Os sites .onion ou “onion services” (serviços de cebola) permitem que você tenha um site acessível exclusivamente a partir da rede Tor. Em situações de bloqueio ou limitação de acesso à internet, esses sites permanecem online. Privacidade e anonimato são outros benefícios.

Espelhar sites e backups

O espelhamento é um processo de cópia exata de um site que é hospedado com um outro servidor. Ele pode ser espelhado para reduzir o congestionamento ou servir como um backup. Esta é uma estratégia de segurança digital que facilita o acesso ao site em questão em caso de bloqueio ou ataque. Outra possibilidade é manter um backup do seu site atualizado para que você possa carregá-lo rapidamente para outro servidor em caso de ataque. 

Internet via satélite

O serviço de internet via satélite é uma conexão à internet fornecida por meio de satélites de comunicação. Funciona quando um provedor de serviço de internet envia sinais para um satélite no espaço que os devolve para uma antena parabólica na Terra e vice-versa. Embora as conexões de internet via satélite possam ser uma opção diante de bloqueios ou em casos em que a infraestrutura de telecomunicações não chega ao território, elas são fáceis de monitorar e revelam facilmente sua localização.

Bluetooth

O bluetooth é uma tecnologia de rede sem fio que usa frequências de comunicação de rádio para transmitir dados em distâncias curtas. O uso mais comum é conectar dispositivos próximos, como caixinhas de som ao celular. Mas é possível usá-la para enviar mensagens. Há aplicativos que permitem conectar muitos dispositivos próximos uns dos outros, em uma espécie de rede distribuída que aumenta seu alcance. Desta forma, é possível transmitir mensagens em contextos de bloqueio do serviço de telecomunicações móveis. 

Ondas de rádio

As ondas de rádio podem ser usadas para diferentes tecnologias de comunicação e tanto a radiocomunicação quanto a radiodifusão oferecem vastas possibilidades. A radiocomunicação inclui os walkie-talkies (aqueles comunicadores muito usados por policiais) e o rádio amador, cuja estação precisa ter uma outorga. Este tipo de comunicação requer equipamentos especializados que não são totalmente acessíveis. Ainda que a comunicação de rádio seja destinada à transmissão de som, ela também pode transmitir pacotes de dados, mesmo criptografados, em frequências de ondas curtas, uma ferramenta muito usada na Amazônia, por exemplo.
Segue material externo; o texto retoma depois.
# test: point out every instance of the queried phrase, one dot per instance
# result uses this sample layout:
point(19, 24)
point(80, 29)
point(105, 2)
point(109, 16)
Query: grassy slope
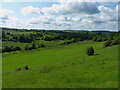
point(67, 67)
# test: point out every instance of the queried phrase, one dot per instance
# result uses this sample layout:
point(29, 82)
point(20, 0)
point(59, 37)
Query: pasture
point(66, 66)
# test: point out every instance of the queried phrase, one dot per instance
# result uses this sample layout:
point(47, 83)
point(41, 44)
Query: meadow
point(59, 59)
point(62, 67)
Já a radiodifusão é a transmissão de sinais de rádio e televisão. O principal uso é através das rádios comunitárias, educativas, populares e alternativas. Segundo a lei brasileira, as rádios comunitárias têm a frequência modulada e são operadas em baixa potência e com cobertura restrita. As outorgas são concedidas a fundações e associações comunitárias, sem fins lucrativos, com sede na localidade de prestação do serviço. 
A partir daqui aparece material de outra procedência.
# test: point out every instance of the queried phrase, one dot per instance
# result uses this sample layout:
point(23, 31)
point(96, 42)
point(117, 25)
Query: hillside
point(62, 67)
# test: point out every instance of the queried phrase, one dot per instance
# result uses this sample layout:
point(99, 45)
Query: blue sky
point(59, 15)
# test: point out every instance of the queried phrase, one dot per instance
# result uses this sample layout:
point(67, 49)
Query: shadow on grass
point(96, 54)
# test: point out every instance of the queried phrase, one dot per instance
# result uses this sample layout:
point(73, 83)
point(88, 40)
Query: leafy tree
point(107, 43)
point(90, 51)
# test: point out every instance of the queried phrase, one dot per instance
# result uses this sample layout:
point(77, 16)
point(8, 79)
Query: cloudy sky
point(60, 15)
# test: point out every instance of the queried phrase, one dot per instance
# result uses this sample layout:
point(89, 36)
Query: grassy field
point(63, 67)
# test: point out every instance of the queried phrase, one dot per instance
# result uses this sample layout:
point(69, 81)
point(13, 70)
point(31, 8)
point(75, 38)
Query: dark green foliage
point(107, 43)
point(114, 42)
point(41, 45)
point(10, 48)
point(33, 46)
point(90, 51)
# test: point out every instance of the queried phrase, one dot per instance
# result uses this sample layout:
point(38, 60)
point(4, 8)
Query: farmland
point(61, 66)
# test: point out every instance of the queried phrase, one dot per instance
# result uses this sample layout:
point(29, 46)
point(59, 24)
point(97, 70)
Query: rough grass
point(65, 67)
Dead drops e burn stations

As duas estratégias são semelhantes, pois envolvem ir a um local físico para baixar conteúdo em um dispositivo. Dead-drops são pendrives colocados em locais públicos para que outras pessoas copiem informações. As burn stations (estações de gravação) são computadores disponíveis ao público através dos quais as informações podem ser trocadas localmente. Uma pessoa pode deixar seu conteúdo e, ao mesmo tempo, levar outros. Tanto os dead-drops quanto as burn stations podem ser portáteis e instaladas próximas aos locais onde são convocadas manifestações, por exemplo.

Sneakernet

O termo inglês sneakernet é composto pelas palavras sneaker (tênis) e net (de network, rede) para se referir a estratégias de transferência de dados carregando uma unidade de armazenamento de um lugar para outro fisicamente, em vez de uma rede de computadores. Podem ser usados pendrives e HD externos, por exemplo.

Redes comunitárias de telecomunicações

As redes comunitárias são uma solução para garantir a conectividade. Estas redes, geridas pelas próprias comunidades, funcionam com o formato de uma rede mesh, quando um grupo de dispositivos age como se fosse uma única rede Wi-Fi. Com o auxílio de uma antena parabólica, o sinal de wifi de um modem pode ser direcionado e amplificado. Por depender de uma certa infraestrutura, não é uma solução imediata.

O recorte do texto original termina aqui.